Het door het Uwv in hoger beroep ingediende rapport van de verzekeringsarts bezwaar en beroep van 25 augustus 2015 is geen aanleiding voor een ander oordeel. In dit rapport heeft deze arts te kennen gegeven dat de primaire verzekeringsarts heeft miskend dat appellante geen dagbehandeling, maar een poliklinische revalidatie heeft gevolgd, waarvoor zij rond de datum in geding nog kortdurend enkele keren per week de poli van het revalidatiecentrum heeft bezocht. De verzekeringsarts bezwaar en beroep heeft geen reden gezien om op basis van de gemelde rustbehoefte van twee uur per dag de in bezwaar wegens het polibezoek toegekende urenbeperking verder te beperken dan zes uur per dag werken.
4.5.
De verzekeringsarts bezwaar en beroep heeft niet inzichtelijk gemaakt op grond van welke gegevens hij tot relativering van de door de primaire verzekeringsarts aangenomen intensiteit van de door appellante op de datum in geding nog gevolgde revalidatiebehandeling is gekomen. Daarentegen heeft appellante in hoger beroep een brief van de revalidatiearts van 30 juni 2016 overgelegd, waarin deze te kennen geeft dat appellante tot 28 februari 2014 een intensief revalidatieprogramma heeft gevolgd, waarvoor zij meerdere dagdelen per week naar het revalidatiecentrum kwam en opdrachten kreeg voor oefeningen thuis.
4.6.
Wat in 4.3 tot en met 4.5 is overwogen leidt de Raad tot het oordeel dat het rapport van de primaire verzekeringsarts van 30 januari 2014 en de FML van deze datum een juiste afspiegeling zijn van de belastbaarheid van appellante op de datum in geding. Zoals uit het rapport blijkt had appellante op 11 januari 2014 geen benutbare mogelijkheden, zodat haar mate van arbeidsongeschiktheid op die datum 100% bedraagt en appellante op die grond, zoals in het primaire besluit van 25 februari 2014 is terecht is bepaald, in aanmerking komt voor een loongerelateerde WGA-uitkering op grond van de Wet WIA. Dit heeft tot gevolg dat de aangevallen uitspraak en het bestreden besluit moeten worden vernietigd.
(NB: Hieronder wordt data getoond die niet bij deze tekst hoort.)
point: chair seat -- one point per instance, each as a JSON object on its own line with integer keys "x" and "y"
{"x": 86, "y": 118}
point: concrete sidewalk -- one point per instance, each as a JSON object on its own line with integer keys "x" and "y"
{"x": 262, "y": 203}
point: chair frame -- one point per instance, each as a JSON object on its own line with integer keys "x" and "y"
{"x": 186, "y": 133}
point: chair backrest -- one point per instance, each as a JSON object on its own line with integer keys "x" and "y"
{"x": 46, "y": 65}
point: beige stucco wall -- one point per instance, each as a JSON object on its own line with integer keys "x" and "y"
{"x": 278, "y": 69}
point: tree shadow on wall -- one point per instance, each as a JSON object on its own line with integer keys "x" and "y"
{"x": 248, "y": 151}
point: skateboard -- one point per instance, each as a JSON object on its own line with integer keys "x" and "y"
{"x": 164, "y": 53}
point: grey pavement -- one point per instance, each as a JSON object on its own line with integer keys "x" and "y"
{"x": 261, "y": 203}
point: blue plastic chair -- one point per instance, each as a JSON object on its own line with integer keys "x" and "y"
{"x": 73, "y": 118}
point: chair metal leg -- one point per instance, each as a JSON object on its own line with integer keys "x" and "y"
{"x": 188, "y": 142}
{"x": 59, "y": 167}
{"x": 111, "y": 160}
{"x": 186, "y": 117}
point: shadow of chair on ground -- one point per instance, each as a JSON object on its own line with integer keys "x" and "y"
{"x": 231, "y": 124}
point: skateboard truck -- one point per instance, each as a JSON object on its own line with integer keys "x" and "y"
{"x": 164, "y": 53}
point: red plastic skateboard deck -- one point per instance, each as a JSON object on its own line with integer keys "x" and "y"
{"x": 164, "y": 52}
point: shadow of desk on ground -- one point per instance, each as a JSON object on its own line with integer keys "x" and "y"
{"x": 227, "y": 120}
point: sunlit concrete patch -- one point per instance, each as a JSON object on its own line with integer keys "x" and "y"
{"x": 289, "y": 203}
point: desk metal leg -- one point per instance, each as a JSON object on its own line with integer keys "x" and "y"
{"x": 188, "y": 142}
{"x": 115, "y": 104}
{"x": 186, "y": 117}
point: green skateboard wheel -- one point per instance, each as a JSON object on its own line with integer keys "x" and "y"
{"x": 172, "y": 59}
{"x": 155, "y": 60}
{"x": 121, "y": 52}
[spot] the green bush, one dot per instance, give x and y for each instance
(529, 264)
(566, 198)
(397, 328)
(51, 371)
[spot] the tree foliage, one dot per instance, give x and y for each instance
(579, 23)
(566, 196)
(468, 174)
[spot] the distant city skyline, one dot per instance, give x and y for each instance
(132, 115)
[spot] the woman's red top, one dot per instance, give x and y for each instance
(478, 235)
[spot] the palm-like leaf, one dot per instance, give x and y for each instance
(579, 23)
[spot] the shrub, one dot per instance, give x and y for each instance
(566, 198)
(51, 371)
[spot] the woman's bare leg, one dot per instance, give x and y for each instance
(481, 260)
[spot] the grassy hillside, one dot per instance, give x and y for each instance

5. Er is aanleiding het Uwv te veroordelen in de door appellante in beroep en hoger beroep gemaakte proceskosten. Deze worden begroot op € 1984,-.
6. Voorts dient het Uwv appellante het door haar in beroep en hoger beroep betaalde griffiegeld ten bedrage van € 168,- te vergoeden.

BESLISSING

De Centrale Raad van Beroep:
  • vernietigt de aangevallen uitspraak;
  • vernietigt het bestreden besluit;
  • verklaart het bezwaar van werkgeefster ongegrond;
  • veroordeelt het Uwv tot vergoeding van de in door appellante in beroep en hoger beroep gemaakte proceskosten tot een bedrag van € 1984,-;
  • bepaalt dat het Uwv het door appellante in beroep en hoger beroep betaald griffierecht ten bedrage van € 168,- aan haar vergoedt.
Deze uitspraak is gedaan door I.M.J. Hilhorst-Hagen als voorzitter en R.E. Bakker en
H. van Leeuwen als leden, in tegenwoordigheid van G.J. van Gendt als griffier. De beslissing is uitgesproken in het openbaar op 2 september 2016.